In addition, the shRNA for the gene of the present invention can also inhibit the expression of the genes by digesting the genes in the cell in a similar action as siRNA. shRNA can be synthesized by using the siRNA as a base sequence, and they have a short hairpin structure, which is inserted into the lentivirus and adenovirus and expressed into a looped hairpin structure shRNA (short hairpin RNA). ) Is produced and converted to siRNA by Dicer in the cell, indicating RNAi effect. The shRNA may exhibit a relatively long RNAi effect compared to siRNA.

In addition, the pharmaceutical composition for treating thrombocytopenia of the present invention may include a safe and efficient nucleic acid carrier for increasing the intracellular delivery efficiency of the siRNA or shRNA.

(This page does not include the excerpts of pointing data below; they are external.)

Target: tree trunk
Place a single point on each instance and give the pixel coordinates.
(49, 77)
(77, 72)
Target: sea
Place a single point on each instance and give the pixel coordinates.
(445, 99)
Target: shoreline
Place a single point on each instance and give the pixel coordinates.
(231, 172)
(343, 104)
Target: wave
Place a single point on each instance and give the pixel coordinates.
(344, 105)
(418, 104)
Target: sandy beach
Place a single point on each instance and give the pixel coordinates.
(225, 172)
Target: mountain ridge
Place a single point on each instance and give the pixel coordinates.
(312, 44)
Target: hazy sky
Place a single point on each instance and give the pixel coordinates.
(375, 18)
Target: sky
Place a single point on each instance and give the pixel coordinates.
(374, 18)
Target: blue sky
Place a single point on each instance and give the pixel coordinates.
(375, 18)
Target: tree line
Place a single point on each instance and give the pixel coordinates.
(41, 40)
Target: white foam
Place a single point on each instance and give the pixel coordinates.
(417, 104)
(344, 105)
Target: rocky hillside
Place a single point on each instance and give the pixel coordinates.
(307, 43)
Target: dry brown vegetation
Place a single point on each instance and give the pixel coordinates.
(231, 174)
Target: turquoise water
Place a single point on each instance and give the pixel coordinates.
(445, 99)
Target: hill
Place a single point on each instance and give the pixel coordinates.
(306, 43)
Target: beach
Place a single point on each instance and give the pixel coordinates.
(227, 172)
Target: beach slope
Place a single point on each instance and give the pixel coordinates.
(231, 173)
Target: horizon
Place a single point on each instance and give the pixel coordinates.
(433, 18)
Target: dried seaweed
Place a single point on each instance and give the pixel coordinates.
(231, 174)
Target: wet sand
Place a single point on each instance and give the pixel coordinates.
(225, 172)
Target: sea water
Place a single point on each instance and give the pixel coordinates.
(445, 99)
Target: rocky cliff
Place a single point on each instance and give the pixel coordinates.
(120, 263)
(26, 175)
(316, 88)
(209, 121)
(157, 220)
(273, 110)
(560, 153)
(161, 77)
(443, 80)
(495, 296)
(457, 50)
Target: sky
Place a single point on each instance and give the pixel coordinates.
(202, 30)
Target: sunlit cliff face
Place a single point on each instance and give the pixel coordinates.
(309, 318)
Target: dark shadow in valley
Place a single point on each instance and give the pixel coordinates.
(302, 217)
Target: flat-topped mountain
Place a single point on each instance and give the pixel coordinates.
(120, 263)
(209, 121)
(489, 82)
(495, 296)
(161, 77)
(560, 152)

In the present invention, the nucleic acid carrier for delivering the siRNA or shRNA nucleic acid material into the cell is preferably a vector. Examples of viral vectors include retroviral vectors, adenoviral vectors, and adeno-associated viral vectors. Although such viral vectors are efficient in intracellular delivery of ribonucleic acid, there may be several problems in terms of safety, such as recombination into a virus having in vivo activity, inducing an immune response, and random insertion into a host chromosome. . Nonviral vectors have advantages over viral vectors, which have a low toxicity and immune response, can be repeatedly administered, easily form complexes with ribonucleic acids, and facilitate mass production. Further, ligands specific to diseased cells or tissues are conjugated to non-viral vectors to enable long-term cell-selective nucleic acid delivery. As the non-viral vector, various formulations such as liposomes, cationic polymers, micelles, emulsions, nanoparticles and the like can be used. Nucleic acid carriers can significantly enhance the transport efficiency of a desired nucleic acid in an animal cell and can be delivered to any animal cell depending on the purpose of use of the nucleic acid to be delivered.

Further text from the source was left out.